Но сначала обнаруживаю в почтовом ящике письмо. Не часто балуют меня письмами, как и я своих родных и знакомых. Кто вспомнил о Теодорове? Мама, вероятно… Но нет: это столица нашей Родины подает голос. Я надрываю конверт, быстро пробегаю короткий текст. И остальные лестничные марши (почтовый ящик на втором этаже) преодолеваю в быстром темпе, уже не пошатываясь от головокружения, не оступаясь. Ибо это московское письмо, как шоковая терапия, возвращает меня к жизни, по-новому гонит кровь. Ибо кооперативное издательство (название пока утаю) одобряет и принимает сочинение Теодорова, посланное туда месяца два, кажется, назад.

Как мало мне все-таки надо, чтобы восстать из небытия, возродиться для новых подвигов! Та же улица Есенина, но уже не та, что вчера. Это уже ранний Есенин, желтоволосый, звонкоголосый Сережа, и я приветствую его, как приятеля. Срываю одуванчик и укрепляю его в кармане куртки. С любовью вглядываюсь в зеленые, солнечные сопки: там хорошо сейчас, Лиза Семенова, особенно если захватить с собой плед (для удобства) и бутылочку (для вдохновения). Раскланиваюсь с незнакомыми людьми: здравствуйте, здравствуйте, рад, что вы тоже пережили эту кошмарную, бесовскую ночь! Ну, а как насчет пива — повезет или нет? О чем речь! Вот же она, спасительница страждущих, желтая цистерна на колесах. И покупателей — надо же! — немного. Умеренная, спокойная очередь без драки и мата, надо же! Понимаю, что это ирреально, но все-таки встаю в хвост и через двадцать минут заполняю банку «жигулевским».
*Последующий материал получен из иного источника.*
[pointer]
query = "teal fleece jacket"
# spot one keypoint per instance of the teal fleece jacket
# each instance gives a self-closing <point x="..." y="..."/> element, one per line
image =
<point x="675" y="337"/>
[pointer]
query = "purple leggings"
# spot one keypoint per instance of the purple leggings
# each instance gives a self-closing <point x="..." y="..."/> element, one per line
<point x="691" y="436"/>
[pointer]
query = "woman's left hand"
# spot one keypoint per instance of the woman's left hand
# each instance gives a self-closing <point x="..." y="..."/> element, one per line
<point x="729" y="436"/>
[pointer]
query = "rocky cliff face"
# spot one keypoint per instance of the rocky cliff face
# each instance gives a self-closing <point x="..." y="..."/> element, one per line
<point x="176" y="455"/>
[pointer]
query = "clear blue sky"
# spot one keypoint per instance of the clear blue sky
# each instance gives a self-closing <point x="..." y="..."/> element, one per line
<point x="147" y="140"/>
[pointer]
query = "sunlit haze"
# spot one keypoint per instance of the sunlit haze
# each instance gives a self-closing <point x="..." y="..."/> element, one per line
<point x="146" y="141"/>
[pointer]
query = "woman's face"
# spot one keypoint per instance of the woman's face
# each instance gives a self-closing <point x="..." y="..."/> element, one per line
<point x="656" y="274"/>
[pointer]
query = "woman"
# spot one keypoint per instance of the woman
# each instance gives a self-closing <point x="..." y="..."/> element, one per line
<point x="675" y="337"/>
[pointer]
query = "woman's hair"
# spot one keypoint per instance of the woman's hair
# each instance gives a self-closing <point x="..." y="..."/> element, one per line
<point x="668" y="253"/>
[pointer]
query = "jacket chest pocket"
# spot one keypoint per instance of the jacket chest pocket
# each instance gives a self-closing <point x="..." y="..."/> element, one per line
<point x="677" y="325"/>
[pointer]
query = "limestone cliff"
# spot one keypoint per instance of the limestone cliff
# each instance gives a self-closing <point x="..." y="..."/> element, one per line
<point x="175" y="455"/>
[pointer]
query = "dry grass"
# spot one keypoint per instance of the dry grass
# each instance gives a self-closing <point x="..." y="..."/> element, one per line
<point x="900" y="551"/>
Может быть, двинуть в парную? — приходит привычная мысль. Нет, не успею до прихода дочери. Да и не тянет меня что-то сейчас в баню. А влечет меня — страшно сказать — к полузабытой уже, заброшенной в кладовку рукописи романа… того самого, что удостоился столичной похвалы. Перечитать, оценить свежим глазом — вот что я хочу. Есть к тому же у Теодорова и новые страницы, полумесячной давности, — трезвый зачин большого сочинения о нашем современнике… их тоже интересно проглядеть и прикинуть, во что может вылиться нехреновый, в общем-то, замысел. Да-а, творческая прыть овладела, кажется, недавним полутрупом Теодоровым! Это не к добру. Так, глядишь, банка пива может оказаться последней на текущей неделе: засяду на кухне над белыми листами, отключусь наглухо от соблазнов большого мира, припомню, как пишутся буквы…

9. ПИШУ РОМАН И…

Так и происходит. Но прежде дочь моя Ольга, неповторимая, прибегает ко мне. Я встречаю ее гладко выбритый, в наглаженной чистой рубашке, помолодевший от пива — славный такой, дееспособный папа! Я нежно целую ее, вглядываясь в смеющиеся карие глаза, обнимаю за плечи и провожу в комнату, где успел навести поверхностную приборку. В окно светит солнце, да и сама моя дочь, не хвалясь говорю, как свежее, двенадцатилетнее солнышко, теплое и яркое, — самое, безусловно, удачное мое произведение. Не обиделась ли она на мой неприход к кинотеатру, пусть скажет честно. Нет, конечно, что ты, папа! Она же понимает, что у меня могут быть неотложные дела, дурочка она, что ли, чтобы этого не понимать? Правильно. Молодчина. Разумно рассуждаешь. Я, Оля, зачастую не распоряжаюсь собой. Потому и звоню нерегулярно, потому и встречаемся нечасто. Но помню о тебе денно и нощно, знай это.

— Я знаю, папа. Я тоже все время помню, — прислоняется она головой к моему плечу.

Да, вот таким образом. Прислоняется головой к моему плечу, а я глажу ее по мягким волосам. Ну, давай, говорю, рассказывай. Как ты живешь, как проводишь каникулы. Все, как на духу, выкладывай отцу.

Дочь смеется. Все хорошо, папа. Она живет нормально. Читает, встречается с подружками, посещает три раза в неделю бассейн, ходит с компанией на видики.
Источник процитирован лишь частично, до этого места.